My father is the story teller of my life. Often, when I am fixed on a task or in the midst of a day dream, I hear a narrative voice, detailing the things I'm doing.
* * * "A young girl, with curly hair like her father's, sits down and takes pen and paper. It is a bold move for a prisoner of her sort. And indeed, the guards had been appalled when she inquired for the materials, leaving their brown eyes as wide as catfish, murky and open in disbelief. No one of her class from the Confederacy has ever asked for such things. When the guards had asked her for what she intended to write, and to whom she would write since she had no relatives still living, she simply shook her head back and forth over her petite shoulders. For a moment the guards turned into two solitary pillars in a bay area that once held up a pier. At the top, in their cracked and war-worn faces, she saw ingrained crevices carved and dried out by the relentless sun. She fancied that those faces often looked upward, as her husband must have, and prayed that the sun would cease to return the next day. At the bottom, the two men that stood like piers, stood in a pool of blood rather than salty water. Their hands, their legs, their feet seemed to be drenched in a quest for blood and water so that they constantly sought after both in a natural rhythm, so that when one ran out they searched for the other: a circular motion between blood and water.

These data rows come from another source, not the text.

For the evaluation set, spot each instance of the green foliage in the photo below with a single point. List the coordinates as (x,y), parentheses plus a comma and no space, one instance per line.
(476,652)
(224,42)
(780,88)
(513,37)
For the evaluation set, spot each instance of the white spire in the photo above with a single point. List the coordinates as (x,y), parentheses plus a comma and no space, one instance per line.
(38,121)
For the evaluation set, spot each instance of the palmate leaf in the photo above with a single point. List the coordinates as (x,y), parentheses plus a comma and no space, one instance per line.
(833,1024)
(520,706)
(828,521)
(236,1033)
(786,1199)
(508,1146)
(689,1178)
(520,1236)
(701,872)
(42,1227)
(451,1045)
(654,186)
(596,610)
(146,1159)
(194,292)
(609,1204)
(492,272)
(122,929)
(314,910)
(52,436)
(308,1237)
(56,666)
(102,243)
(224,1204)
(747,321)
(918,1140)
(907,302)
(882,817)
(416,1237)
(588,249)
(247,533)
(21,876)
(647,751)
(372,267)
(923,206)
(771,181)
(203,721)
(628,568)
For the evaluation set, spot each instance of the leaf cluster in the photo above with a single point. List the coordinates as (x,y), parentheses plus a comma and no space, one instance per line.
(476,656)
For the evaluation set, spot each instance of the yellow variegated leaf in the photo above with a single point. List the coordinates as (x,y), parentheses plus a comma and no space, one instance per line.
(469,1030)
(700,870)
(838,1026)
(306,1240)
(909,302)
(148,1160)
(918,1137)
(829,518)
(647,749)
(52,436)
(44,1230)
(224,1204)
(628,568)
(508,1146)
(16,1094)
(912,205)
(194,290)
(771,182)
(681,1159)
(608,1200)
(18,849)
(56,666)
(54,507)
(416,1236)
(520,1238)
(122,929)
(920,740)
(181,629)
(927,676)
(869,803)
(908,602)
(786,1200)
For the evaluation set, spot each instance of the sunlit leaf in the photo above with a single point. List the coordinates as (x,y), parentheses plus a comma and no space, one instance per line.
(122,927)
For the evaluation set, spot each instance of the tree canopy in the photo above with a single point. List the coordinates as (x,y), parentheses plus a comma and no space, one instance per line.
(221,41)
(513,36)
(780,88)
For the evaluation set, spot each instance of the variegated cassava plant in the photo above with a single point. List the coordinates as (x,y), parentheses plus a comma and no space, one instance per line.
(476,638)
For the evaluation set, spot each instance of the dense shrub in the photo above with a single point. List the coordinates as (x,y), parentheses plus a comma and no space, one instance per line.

She narrowed her eyes slightly at the guards who stood in her pool of thoughts, and refused to cower before them. She thought that if she was to begin a story, she might as well start with the truth, the heart. And so at the guards request she replied, "A story. That's what I intend to write." * * *
.. and the moment continues - the start of a chapter of a novel. Perhaps it will turn into something... who knows? But the thing is that I constantly hear this voice. A voice that refuses to be silent at times.
Most of the time, I ignore it. I've allowed my critic to squash the muse... and the story I must tell is one of barely missing death. The "guts" of my stories are dying to be told, losing air with the minutes that pass by. This time around, however, I will make sure they have breath.